Vous avez raison. Nous avons connu une bascule de culture énorme du fait des sciences dures, de la physique, la chimie, la médecine, etc., et de l'informatique bien sûr. Ces transformations ont été conditionnées par les sciences dures, moins par les sciences humaines. Pourtant ceux qui nous gouvernent sont surtout formés aux sciences humaines. C'est une catastrophe dont on ne mesure pas l'ampleur. Le décideur, le journaliste... Ceux qui ont la parole ne savent plus de sciences dures. C'est très dangereux du fait que la politique doit être repensée en fonction du monde contemporain. Ils ne peuvent pas continuer à décider de choses qu'ils ne comprennent plus.

On le voit tous les jours. Dernièrement, Laurent Fabius m'a invité pour « La nuit du droit », avec une très grande partie réservée à l'environnement. Il y avait des juristes, des philosophes, des sociologues, etc., pas un savant. J'ai dit à Fabius : nous allons décider de choses que nous ne comprenons pas. Oh, nous avons des informations, me répondit-il. Vous avez des informations, mais vous n'avez pas la connaissance !
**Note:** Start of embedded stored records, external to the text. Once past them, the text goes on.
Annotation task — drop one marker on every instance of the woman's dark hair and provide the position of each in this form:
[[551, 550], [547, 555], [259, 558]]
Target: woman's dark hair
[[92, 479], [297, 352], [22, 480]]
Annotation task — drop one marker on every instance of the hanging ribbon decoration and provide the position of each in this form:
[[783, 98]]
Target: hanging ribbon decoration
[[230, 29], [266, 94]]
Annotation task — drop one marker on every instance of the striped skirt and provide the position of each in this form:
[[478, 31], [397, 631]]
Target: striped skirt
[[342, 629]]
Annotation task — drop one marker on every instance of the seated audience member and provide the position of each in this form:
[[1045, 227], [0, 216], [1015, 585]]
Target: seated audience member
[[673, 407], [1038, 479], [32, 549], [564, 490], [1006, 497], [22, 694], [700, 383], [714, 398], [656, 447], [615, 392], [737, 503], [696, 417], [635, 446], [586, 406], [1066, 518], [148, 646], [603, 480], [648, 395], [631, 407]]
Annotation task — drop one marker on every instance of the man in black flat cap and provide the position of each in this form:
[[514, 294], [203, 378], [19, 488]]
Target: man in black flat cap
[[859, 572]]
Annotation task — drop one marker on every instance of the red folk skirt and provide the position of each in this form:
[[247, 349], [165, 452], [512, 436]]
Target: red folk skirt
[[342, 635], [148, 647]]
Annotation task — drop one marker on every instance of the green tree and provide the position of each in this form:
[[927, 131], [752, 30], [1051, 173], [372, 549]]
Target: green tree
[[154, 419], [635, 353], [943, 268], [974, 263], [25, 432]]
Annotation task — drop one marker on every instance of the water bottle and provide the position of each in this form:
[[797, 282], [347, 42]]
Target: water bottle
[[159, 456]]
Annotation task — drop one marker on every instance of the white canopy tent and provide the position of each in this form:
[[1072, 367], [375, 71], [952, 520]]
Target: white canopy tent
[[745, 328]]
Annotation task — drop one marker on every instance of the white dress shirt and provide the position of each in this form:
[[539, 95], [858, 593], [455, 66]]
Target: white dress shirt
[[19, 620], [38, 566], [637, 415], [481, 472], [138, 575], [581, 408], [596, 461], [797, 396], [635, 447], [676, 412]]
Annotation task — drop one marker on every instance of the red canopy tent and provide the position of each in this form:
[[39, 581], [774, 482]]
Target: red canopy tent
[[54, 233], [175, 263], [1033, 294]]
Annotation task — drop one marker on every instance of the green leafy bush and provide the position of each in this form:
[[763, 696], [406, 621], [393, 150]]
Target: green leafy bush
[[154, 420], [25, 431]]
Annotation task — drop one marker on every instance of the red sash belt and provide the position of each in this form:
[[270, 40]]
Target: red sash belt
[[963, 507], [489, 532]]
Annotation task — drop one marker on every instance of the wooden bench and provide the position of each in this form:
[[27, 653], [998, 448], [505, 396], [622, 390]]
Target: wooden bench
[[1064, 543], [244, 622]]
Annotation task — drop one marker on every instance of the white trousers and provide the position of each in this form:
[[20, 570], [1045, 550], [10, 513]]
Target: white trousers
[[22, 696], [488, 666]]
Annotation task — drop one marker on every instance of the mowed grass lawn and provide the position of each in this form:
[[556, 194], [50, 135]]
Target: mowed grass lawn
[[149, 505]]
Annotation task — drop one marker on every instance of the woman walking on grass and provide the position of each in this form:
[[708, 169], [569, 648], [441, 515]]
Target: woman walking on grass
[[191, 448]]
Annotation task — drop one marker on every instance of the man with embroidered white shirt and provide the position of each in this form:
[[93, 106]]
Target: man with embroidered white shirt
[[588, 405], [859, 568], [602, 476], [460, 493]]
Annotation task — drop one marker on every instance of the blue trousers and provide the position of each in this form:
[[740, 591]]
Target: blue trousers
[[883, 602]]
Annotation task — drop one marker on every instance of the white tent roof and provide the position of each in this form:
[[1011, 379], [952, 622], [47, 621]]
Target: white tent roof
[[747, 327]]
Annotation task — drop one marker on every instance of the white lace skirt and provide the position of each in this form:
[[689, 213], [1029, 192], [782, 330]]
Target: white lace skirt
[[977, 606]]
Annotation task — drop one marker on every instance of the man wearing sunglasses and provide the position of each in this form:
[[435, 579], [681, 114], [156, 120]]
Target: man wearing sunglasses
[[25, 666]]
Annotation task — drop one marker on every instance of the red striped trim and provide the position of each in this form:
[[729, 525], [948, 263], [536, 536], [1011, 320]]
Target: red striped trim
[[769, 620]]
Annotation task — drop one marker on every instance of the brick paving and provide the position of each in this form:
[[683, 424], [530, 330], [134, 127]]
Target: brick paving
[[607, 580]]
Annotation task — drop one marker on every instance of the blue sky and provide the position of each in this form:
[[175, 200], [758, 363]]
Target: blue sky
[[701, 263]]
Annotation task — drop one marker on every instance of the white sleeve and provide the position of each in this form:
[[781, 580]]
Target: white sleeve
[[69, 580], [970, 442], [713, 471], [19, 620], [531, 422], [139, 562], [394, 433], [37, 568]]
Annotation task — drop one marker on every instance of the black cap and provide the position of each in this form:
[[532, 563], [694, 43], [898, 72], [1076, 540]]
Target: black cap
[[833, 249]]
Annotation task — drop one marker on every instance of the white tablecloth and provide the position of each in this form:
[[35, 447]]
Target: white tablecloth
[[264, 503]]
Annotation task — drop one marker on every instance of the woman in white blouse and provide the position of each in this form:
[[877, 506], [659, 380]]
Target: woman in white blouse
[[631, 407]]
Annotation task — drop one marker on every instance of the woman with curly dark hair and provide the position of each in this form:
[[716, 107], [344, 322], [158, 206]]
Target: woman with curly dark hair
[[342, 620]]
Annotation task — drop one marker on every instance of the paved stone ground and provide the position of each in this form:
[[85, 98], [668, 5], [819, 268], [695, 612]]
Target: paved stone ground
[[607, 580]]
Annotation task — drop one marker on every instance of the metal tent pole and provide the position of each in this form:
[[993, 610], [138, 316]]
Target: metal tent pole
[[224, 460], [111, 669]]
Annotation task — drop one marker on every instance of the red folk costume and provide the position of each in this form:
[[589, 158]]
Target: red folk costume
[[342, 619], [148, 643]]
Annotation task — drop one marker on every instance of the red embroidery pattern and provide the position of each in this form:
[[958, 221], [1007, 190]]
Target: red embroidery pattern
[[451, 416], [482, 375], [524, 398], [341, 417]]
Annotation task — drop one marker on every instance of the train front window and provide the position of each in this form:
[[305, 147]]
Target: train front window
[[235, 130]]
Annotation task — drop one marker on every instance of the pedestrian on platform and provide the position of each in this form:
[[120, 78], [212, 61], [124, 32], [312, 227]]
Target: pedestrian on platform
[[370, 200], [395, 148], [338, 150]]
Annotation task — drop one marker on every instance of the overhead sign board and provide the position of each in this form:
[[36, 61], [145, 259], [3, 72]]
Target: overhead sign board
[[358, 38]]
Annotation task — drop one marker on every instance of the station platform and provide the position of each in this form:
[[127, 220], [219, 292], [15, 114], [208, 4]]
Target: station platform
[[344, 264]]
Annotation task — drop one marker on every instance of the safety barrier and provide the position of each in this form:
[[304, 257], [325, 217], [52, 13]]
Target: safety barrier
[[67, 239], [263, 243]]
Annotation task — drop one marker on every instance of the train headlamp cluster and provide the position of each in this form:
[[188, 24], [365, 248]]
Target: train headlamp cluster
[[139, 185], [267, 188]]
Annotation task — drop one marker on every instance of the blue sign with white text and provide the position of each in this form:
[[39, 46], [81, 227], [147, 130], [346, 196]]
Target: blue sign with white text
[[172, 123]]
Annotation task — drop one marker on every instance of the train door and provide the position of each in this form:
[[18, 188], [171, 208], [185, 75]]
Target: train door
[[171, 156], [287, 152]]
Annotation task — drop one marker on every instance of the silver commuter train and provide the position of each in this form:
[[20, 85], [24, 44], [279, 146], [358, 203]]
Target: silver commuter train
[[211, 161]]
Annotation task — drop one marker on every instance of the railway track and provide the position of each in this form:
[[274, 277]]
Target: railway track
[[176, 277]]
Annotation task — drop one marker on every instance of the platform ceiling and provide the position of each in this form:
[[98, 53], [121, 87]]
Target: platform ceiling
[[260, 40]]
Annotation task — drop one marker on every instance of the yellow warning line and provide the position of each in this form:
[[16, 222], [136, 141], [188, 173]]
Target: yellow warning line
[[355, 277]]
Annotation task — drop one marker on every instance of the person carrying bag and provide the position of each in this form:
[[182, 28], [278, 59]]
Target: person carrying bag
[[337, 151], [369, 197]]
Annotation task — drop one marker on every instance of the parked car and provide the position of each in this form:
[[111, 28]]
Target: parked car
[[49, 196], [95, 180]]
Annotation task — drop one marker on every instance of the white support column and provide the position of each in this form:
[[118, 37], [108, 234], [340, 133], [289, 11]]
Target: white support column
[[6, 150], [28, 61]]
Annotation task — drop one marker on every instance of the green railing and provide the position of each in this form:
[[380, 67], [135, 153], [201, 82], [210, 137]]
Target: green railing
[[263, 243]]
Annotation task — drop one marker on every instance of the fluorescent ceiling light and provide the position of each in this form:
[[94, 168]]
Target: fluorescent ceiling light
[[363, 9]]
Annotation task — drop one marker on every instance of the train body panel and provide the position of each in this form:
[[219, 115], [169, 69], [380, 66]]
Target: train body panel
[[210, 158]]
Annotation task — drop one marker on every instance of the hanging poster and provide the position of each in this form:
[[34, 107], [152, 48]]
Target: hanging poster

Et le citoyen qui vit ces crises ?

Le citoyen vit un monde tout à fait nouveau, mais il est dirigé par des gens qui viennent de mondes complètement anciens. Donc, même s'il ne comprend pas ce qu'il vit, le citoyen est déchiré. Les crises politiques que nous traversons viennent de là. Elles sont fondamentalement épistémologiques. On construit, au nord de Paris, un Campus Condorcet exclusivement consacré aux sciences humaines. L'université de Saclay, au sud, est principalement consacrée aux sciences dures. On met quelques dizaines de kilomètres entre les deux. Cultivés ignorants ou savants incultes. La tradition philosophique était exactement l'inverse.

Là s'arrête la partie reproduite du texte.